Eché un vistazo al artículo, leyendo en diagonal palabras sueltas: Parsifal, Jerusalén y los cruzados, Amfortas o el “Rey pescador”, Arturo, los caballeros del Santo Sepulcro, Alfonso I el Batallador…
¿Qué más podía pedir? La exploración de la segunda planta había sido tan excitante como la de los bosques nevados días atrás. Cerré la ventana. Ya podían caer chuzos de punta o nevar o granizar, que la letra impresa, como lluvia sobre mi espíritu, me llevaría muy lejos. Ya podía oír arneses y armaduras entrechocando entre las apretadas líneas de la escritura, ya escuchaba caballos piafando impacientes ante los paréntesis y lanzas quebrándose en los puntos y aparte y ya se batían en retirada los sarracenos ante la compacta formación de los párrafos que seguían a las banderas de cada mayúscula.
***
Dejé la carpeta en mi dormitorio, atrapada la hueste que rebullía entre sus papeles con los lazos de sus tapas, y pasé la tarde pintando. Acabé de componer la escena equilibrándola con un viejo tocón astillado y carcomido. Tenía unos apuntes de abetos muertos tomados a lápiz en los bosques de la Alta Saboya, cuando todavía era un estudiante de Bellas Artes. Entre ellos destacaba un árbol desmochado: un buen dibujo que había utilizado en más de una ocasión aunque cada vez lo interpretaba de manera diferente. En el mural para la selva de Oza lo dibujé mucho más alto, con piñas entre el ramaje seco y descortezado sólo en la parte superior…

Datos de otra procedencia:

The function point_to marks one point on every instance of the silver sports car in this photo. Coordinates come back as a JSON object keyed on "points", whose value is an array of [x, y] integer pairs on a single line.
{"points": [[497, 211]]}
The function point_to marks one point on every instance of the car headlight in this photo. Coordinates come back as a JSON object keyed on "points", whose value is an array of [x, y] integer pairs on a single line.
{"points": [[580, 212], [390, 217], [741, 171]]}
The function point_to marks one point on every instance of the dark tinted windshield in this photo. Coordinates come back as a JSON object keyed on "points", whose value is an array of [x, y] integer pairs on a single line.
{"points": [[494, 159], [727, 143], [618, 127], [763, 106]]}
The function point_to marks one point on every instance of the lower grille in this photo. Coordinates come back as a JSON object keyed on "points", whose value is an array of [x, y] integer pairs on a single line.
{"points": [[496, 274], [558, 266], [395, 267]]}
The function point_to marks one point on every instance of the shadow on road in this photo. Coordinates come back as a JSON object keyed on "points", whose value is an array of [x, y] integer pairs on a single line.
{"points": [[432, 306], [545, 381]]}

¡La selva de Oza… con aquel trabajo sí que había pasado frío! Lo ejecuté en Zaragoza sobre siete paneles de dos metros cuadrados que después se instalaron definitivamente en la villa de Hecho. En mi taller no cabía semejante superficie, así que la administración me permitió trabajar en uno de sus almacenes. Eran los bajos de un edificio sin calefacción, con muy mala luz y sin agua corriente. Cada mañana tenía que ir a la fuente de César Augusto, junto al Mercado Central, romper el hielo y llenar un par de cubos: uno para pintar y lavar los pinceles, el otro lo usaba como orinal. Era diciembre, durante una ola de frío, en esos días de nieblas densas que tejen puntillas de escarcha en los tristes árboles del asfalto ciudadano. No se vio el sol en una semana y mi pequeña estufa eléctrica no llegaba a calentar el inmenso local. Pero en la pintura la luz entra a raudales entre las vetustas hayas y los pinos centenarios del bosque cheso; el musgo espeso de sus cortezas se enciende con verdes luminosos y el sol alcanza las cimas lejanas de Castillo de Acher y Petrachema, creando una atmósfera limpia y cálida. En mi imaginación resonaban unos versos de Machado: “Entre las vetustas hayas / y los pinos centenarios / un rojo sol se filtraba”. Cómo a partir de esas pocas palabras pude recrear la serenidad radiante de los primeros días del otoño montañés en la sórdida y fría calle del casco viejo es algo que todavía no puedo explicarme.